4. As a preservation breeder, I really only breed dogs that meet all the criteria I stated above, and although I enjoy showing my dogs in Conformation, I do not weigh heavily on making any breeding choices on dogs that may win a lot of shows or a dog that doesn’t. Rather, we make choices based on our years of experience in working, showing, and breeding, and how we have interpreted the Breed Standard. We try to never be kennel blind and we are always researching and learning to try and get better with each breeding. I think judges are having to judge a lot of dogs, and a lot of different Groups, all at the same time and that can make for judges picking dogs that have an all-around structural soundness; however, they may lack “type” and that can be frustrating. But overall, I think judges are trying to make the best choice as they see it.

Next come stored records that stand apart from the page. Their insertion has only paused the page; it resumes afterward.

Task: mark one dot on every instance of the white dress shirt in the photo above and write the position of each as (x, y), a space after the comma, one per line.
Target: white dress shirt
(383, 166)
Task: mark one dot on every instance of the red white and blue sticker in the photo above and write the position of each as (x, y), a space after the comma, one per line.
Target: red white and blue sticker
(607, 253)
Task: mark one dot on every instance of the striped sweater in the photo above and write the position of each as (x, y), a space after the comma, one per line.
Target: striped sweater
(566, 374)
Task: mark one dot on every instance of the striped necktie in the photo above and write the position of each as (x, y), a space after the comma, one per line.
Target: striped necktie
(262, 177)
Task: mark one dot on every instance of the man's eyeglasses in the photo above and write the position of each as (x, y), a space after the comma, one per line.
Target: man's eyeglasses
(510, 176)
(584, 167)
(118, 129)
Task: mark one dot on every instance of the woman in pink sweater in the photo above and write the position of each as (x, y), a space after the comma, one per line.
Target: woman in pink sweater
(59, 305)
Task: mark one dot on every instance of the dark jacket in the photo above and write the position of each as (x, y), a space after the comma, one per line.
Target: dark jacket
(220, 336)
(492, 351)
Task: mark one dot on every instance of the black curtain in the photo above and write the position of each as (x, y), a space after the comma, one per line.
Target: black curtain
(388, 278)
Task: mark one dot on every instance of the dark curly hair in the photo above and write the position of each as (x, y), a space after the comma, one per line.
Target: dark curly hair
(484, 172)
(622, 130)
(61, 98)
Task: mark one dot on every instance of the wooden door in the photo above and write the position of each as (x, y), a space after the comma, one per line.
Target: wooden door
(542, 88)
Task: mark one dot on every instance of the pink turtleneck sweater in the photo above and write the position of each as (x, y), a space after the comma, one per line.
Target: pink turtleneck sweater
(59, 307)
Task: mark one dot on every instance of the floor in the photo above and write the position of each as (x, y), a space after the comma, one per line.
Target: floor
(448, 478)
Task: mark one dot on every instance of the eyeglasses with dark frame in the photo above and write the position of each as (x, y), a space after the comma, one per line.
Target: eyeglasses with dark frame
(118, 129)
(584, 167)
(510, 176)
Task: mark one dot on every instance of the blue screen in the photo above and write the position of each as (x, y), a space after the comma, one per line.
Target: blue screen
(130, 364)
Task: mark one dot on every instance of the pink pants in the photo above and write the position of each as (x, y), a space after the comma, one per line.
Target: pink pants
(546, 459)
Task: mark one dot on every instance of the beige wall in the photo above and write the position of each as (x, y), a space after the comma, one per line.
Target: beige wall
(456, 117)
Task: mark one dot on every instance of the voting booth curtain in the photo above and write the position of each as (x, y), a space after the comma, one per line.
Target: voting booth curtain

5. I think social media is good for the sport. We can share our wins easier and can keep up with the different shows and clusters. Exhibitors can keep up with clubs and can be in contact with the people running the shows instead of having to do everything through the mail or email. I have been able to connect with so many groups that help with show techniques or breeding information. Social media has allowed our sport to be able to stay connected with each other and create pages for building majors within our breed, which has the most dogs on the East Coast and in Texas. I think with anything, social media can be harsh, and sometimes people can be downright mean. Overall, the good outweighs the bad.

6. I think that probably the biggest challenges are the costs and keeping young people engaged in our sport or getting more young people involved. I think keeping the owners/breeders involved in showing their own dogs (judges choosing breeders/owners in Breed and Group, offering NOHS and Bred-By shows), and clubs trying to make things affordable will help exhibitors keep the costs down. And I think keeping a strong Juniors program and offering as many scholarships or incentives as we can would be the best way to keep kids involved.

7. I think AKC has done a great job at recognizing that without breeders and owners involved in the sport, there is no sport. They have done a good job at trying to keep us all involved.